With each lecture, I found myself struggling to justify my approach (or lack thereof) and why I had resisted this for so long? Why wouldn’t I want to learn techniques to disseminate information well, why couldn’t I improve my communication skills, and why was I so resistant to helping our students become the very best healthcare scientists they could be? With the benefits of hindsight, I had bought in to a toxic culture based on exceptionalism and prestige. Why was I expecting every junior member of staff to learn exactly the same way I had? Could I not see that there were far less painful routes to success available to them? And that we might lose fewer trainees if I paid a little attention to this? I put theory into practice, and within months my bench was full of happy and appreciated staff members. I found myself reflecting daily on just how important educating our next generation of healthcare scientists was, and why this needs to be done properly. Why we shouldn’t be putting our trainees through some trial by fire if we expect our profession to survive the oncoming storm of privatisation, pandemics, and real time pay cuts, to name but a few challenges. It transpires that by nurturing our talented students we only improve all our positions.
And Back to Academia
A fortuitous turn of events in my personal life put me in a position move from my senior scientist gig to a senior lecturing gig. Not the best year for it thanks to the pandemic. But surrounded by inspiring new colleagues I have jumped feet first into educating our next generation of registered healthcare scientists on a fabulous accredited Biomedical Science course, even if I do say so myself.

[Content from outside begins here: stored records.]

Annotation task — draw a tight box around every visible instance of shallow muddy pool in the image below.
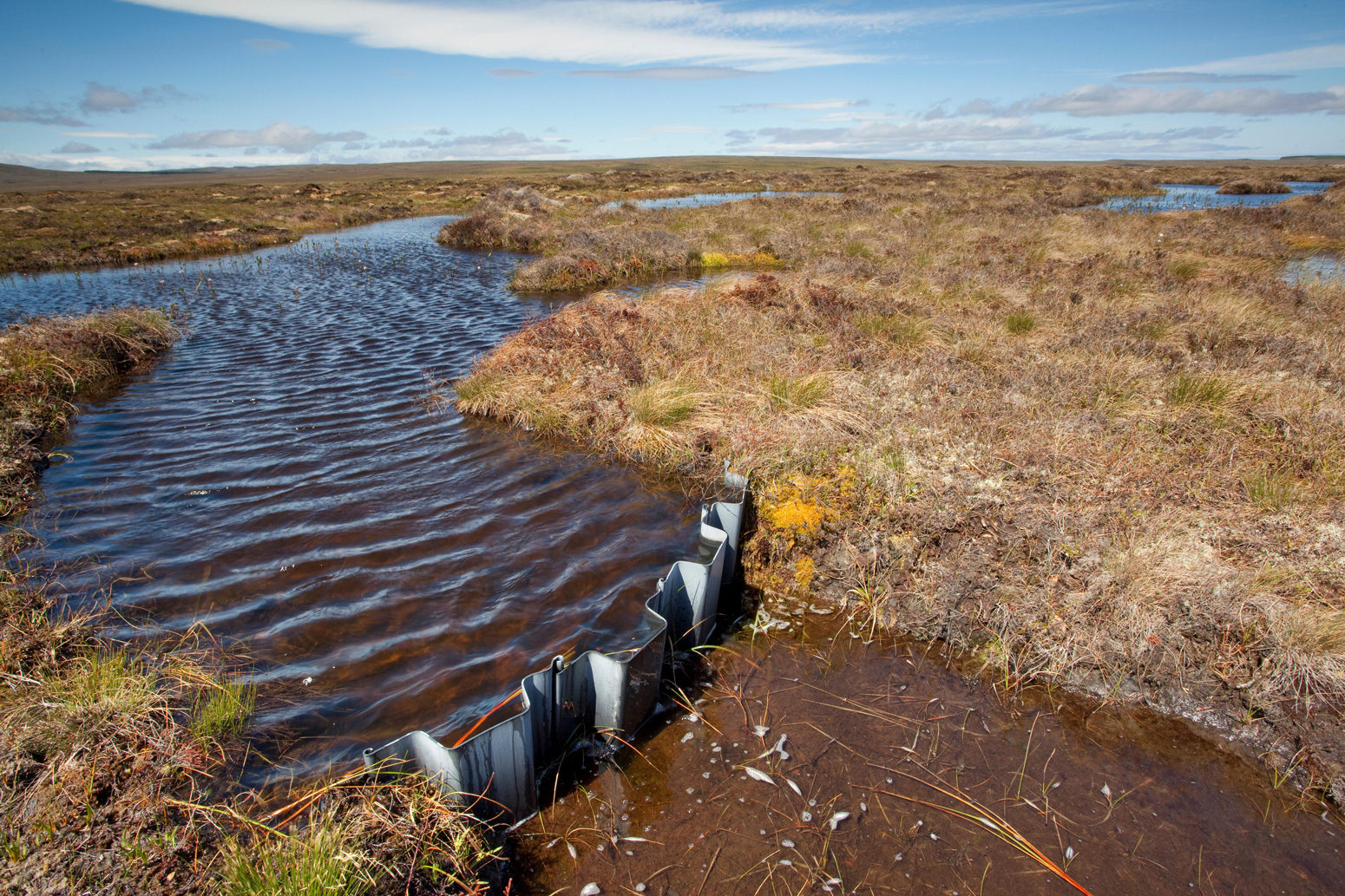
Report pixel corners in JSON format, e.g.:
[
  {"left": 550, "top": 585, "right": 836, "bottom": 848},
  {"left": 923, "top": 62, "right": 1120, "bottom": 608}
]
[
  {"left": 516, "top": 622, "right": 1345, "bottom": 896},
  {"left": 0, "top": 218, "right": 697, "bottom": 772},
  {"left": 1098, "top": 180, "right": 1332, "bottom": 213}
]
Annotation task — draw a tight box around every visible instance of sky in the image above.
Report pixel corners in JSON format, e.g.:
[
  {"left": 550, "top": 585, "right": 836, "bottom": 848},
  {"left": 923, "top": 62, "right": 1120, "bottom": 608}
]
[{"left": 0, "top": 0, "right": 1345, "bottom": 171}]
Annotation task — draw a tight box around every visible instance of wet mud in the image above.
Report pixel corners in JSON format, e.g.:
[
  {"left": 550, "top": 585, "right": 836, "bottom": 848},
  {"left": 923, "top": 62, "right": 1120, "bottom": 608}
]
[{"left": 515, "top": 620, "right": 1345, "bottom": 896}]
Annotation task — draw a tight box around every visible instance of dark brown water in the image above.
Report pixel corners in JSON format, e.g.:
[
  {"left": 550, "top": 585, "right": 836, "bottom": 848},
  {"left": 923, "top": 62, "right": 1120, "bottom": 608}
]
[
  {"left": 0, "top": 219, "right": 695, "bottom": 774},
  {"left": 516, "top": 623, "right": 1345, "bottom": 896}
]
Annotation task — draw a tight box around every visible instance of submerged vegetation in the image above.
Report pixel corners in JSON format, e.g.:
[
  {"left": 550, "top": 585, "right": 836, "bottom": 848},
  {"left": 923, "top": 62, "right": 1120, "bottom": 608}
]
[
  {"left": 459, "top": 160, "right": 1345, "bottom": 801},
  {"left": 0, "top": 308, "right": 180, "bottom": 517}
]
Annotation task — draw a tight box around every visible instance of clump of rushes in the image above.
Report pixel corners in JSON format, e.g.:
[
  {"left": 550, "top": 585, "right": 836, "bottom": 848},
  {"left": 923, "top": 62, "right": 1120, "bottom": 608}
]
[
  {"left": 0, "top": 308, "right": 181, "bottom": 517},
  {"left": 1216, "top": 180, "right": 1293, "bottom": 196},
  {"left": 459, "top": 166, "right": 1345, "bottom": 801},
  {"left": 1005, "top": 310, "right": 1037, "bottom": 335}
]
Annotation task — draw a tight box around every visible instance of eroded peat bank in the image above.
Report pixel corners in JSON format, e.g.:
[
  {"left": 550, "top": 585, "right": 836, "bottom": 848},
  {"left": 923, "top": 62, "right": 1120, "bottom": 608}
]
[
  {"left": 515, "top": 615, "right": 1345, "bottom": 896},
  {"left": 3, "top": 163, "right": 1345, "bottom": 896},
  {"left": 440, "top": 159, "right": 1345, "bottom": 877}
]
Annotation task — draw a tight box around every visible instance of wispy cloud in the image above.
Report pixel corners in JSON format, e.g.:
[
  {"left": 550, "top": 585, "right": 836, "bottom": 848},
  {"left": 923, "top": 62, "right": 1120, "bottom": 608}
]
[
  {"left": 61, "top": 130, "right": 154, "bottom": 140},
  {"left": 958, "top": 83, "right": 1345, "bottom": 118},
  {"left": 1117, "top": 71, "right": 1294, "bottom": 83},
  {"left": 1074, "top": 125, "right": 1242, "bottom": 142},
  {"left": 147, "top": 121, "right": 369, "bottom": 152},
  {"left": 1145, "top": 43, "right": 1345, "bottom": 74},
  {"left": 728, "top": 118, "right": 1245, "bottom": 159},
  {"left": 728, "top": 118, "right": 1083, "bottom": 156},
  {"left": 244, "top": 37, "right": 294, "bottom": 52},
  {"left": 118, "top": 0, "right": 868, "bottom": 70},
  {"left": 79, "top": 81, "right": 187, "bottom": 114},
  {"left": 124, "top": 0, "right": 1125, "bottom": 71},
  {"left": 721, "top": 100, "right": 869, "bottom": 112},
  {"left": 0, "top": 102, "right": 85, "bottom": 128},
  {"left": 378, "top": 128, "right": 570, "bottom": 159},
  {"left": 565, "top": 66, "right": 761, "bottom": 81},
  {"left": 644, "top": 125, "right": 718, "bottom": 134}
]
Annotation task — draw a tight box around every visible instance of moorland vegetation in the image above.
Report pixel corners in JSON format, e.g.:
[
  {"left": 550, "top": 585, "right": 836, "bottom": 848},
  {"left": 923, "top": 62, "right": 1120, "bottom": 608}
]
[{"left": 440, "top": 166, "right": 1345, "bottom": 801}]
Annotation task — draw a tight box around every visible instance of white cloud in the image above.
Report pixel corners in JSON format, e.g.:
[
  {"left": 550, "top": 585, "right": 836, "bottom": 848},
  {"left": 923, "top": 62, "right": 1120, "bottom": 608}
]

As healthcare scientists, we are forever dipping in and out of education be it through engaging in our undergraduate degrees, Masters courses, PhDs, specialist portfolios, equivalence portfolios and fellowship exams (to name but a few!). Let’s take the time to share our knowledge. GirlyMicro has been telling me for years that we must lift others to lift ourselves. What do you know? Turns out she was right all along.
TLDR. Those who can, teach.
A note to my friend Kip – Who’s laughing now? Congratulations on your PgCert in Health Professions Education awarded with Merit this year! Welcome to the cult.